I wasn’t the only adult with a little primate soaking up my body heat. Diamant used Blanche like a climbing frame, standing on her thighs, gripping her hands, and leaning back into the increasing force of the boost. Opale had coaxed her favorite cuddler Mykelti up into the ceiling netting. They both dangled by their knees, the better to feel the acceleration. Little Rubis was holding tight to Engku’s and Megat’s hands, while on the other side of the room, Safir and Émeraude clowned around, competing for Long Meng’s attention.

I was supposed to be on damage control, but I passed the safety workflow over to Bruce. When we hit maximum acceleration, Tré was clinging to me with all his strength.

The kids’ bioms were stacked in the corner of my eye. All their hormone graphs showed stress indicators. Tré’s levels were higher than the rest, but that wasn’t strange. When your hab is somersaulting behind a planet, bleeding off its orbital energy, your whole world turns into a carnival ride. Some people like it better than others.

I tightened my arms around Tré’s ribs, holding tight as the room turned sideways.

“Everything’s fine,” I murmured in his ear. “Ricochet was designed for this kind of maneuver.”

Our safety harnesses held us tight to the wall netting. Below, Safir and Émeraude climbed up the floor, laughing and hooting. Long Meng tossed pillows at them.

Tré gripped my thumb, yanking as if it were a joystick with the power to tame the room’s spin. Then he shot me a live feed showing Ricochet’s chief astronautics officer, a dark-skinned, silver-haired woman with protective bubbles fastened over her eyes.

“Who’s that?” I asked, pretending I didn’t know.

“Vijayalakshmi,” Tré answered. “If anything goes wrong, she’ll fix it.”

“Have you met her?” I knew very well he had, but asking questions is an excellent calming technique.

“Yeah, lots of times.” He flashed a pointer at the astronaut’s mirrored eye coverings. “Is she sick?”

“Might be cataracts. That’s a normal age-related condition. What’s worrying you?”

“Nothing,” he said.

“Why don’t you ask Long Meng about it?”

Long Meng was the Jewel Box’s physician. Ricochet-raised, with a facial deformity that thrust her mandible severely forward. As an adult, once bone ossification had completed, she had rejected the cosmetic surgery that could have normalized her jaw.

“Not all interventions are worthwhile,” she’d told me once. “I wouldn’t feel like myself with a new face.”

As a pediatric specialist, Long Meng was responsible for the health and development of twenty crèches, but we were her favorite. She’d decided to celebrate the boost with us. At that moment, she was dangling from the floor with Safir and Émeraude, tickling their tummies and howling with laughter.

I tried to mitigate Tré’s distress with good, old-fashioned cuddle and chat. I showed him feeds from the biodiversity preserve, where the netted megafauna floated in mid-air, riding out the boost in safety, legs dangling. One big cat groomed itself as it floated, licking one huge paw and wiping down its whiskers with an air of unconcern.
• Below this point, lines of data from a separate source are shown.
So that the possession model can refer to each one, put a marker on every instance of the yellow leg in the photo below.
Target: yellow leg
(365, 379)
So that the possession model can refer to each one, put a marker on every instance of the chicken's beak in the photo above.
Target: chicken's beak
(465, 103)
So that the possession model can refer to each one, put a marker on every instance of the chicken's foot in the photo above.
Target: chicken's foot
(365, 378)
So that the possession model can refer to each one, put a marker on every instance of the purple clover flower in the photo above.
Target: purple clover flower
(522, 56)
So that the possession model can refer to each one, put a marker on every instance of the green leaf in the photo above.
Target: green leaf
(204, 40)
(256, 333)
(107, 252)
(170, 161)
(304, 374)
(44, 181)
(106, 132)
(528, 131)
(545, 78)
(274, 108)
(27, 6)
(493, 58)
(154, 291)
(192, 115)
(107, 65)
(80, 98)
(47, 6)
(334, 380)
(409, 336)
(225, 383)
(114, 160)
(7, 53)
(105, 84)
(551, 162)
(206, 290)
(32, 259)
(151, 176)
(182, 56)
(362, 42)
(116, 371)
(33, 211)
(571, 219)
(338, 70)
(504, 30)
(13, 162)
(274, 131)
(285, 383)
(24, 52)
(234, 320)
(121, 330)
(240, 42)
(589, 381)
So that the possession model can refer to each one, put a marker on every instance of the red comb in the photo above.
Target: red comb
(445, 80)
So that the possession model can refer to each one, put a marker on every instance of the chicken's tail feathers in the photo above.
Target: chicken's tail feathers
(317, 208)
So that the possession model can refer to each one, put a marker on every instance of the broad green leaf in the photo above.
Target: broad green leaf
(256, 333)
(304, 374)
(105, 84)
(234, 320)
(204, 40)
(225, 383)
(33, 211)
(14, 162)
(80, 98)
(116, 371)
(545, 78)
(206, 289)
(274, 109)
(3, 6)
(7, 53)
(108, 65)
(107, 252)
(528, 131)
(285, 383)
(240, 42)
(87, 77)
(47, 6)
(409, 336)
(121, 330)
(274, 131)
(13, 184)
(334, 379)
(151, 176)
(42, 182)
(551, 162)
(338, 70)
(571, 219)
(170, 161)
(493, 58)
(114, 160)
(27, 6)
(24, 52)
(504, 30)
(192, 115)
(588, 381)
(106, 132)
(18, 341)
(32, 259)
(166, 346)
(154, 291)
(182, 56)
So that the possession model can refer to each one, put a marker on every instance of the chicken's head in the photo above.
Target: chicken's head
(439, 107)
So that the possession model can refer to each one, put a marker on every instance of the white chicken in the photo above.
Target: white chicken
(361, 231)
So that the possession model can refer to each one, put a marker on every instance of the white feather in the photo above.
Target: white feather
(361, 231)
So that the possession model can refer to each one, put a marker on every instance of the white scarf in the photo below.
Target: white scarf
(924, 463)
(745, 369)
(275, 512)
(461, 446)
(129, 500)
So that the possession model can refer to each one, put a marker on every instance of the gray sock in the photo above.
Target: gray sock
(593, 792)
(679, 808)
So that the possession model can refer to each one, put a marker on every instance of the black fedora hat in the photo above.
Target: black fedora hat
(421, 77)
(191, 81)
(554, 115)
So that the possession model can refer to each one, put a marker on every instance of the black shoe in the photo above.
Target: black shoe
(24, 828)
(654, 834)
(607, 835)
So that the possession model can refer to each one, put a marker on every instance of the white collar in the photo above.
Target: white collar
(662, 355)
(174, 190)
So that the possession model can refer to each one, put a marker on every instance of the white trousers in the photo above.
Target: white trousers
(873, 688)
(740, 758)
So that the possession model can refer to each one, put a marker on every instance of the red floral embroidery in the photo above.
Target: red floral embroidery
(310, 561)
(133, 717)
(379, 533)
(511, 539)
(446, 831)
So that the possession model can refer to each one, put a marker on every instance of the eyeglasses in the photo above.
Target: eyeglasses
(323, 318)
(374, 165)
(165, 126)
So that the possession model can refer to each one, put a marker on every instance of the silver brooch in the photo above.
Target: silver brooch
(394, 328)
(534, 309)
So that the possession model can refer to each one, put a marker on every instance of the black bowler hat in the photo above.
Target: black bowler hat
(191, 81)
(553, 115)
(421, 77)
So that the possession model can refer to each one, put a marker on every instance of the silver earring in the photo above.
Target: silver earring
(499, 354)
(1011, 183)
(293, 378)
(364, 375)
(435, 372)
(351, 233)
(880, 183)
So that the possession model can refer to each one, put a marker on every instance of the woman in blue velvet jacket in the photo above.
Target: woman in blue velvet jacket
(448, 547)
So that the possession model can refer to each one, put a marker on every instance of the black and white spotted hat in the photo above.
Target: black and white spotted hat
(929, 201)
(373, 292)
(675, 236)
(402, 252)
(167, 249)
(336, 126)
Once the boost was complete and we were back to our normal gravity regime, Tré’s indicators quickly normalized. The kids ran up to the garden to check out the damage. I followed slowly, leaning on my cane. One of the bots had malfunctioned and lost stability, destroying several rows of terraced seating in the open air auditorium just next to our patch. The kids all thought that was pretty funny. Tré seemed perfectly fine, but I couldn’t shake the feeling that I’d failed him somehow.

The Jewel Box didn’t visit Mars. Martian habs are popular, their excursion contracts highly priced. The kids put in a few bids but didn’t have the credits to win.

“Next boost,” I told them. “Venus in four years. Then Earth.”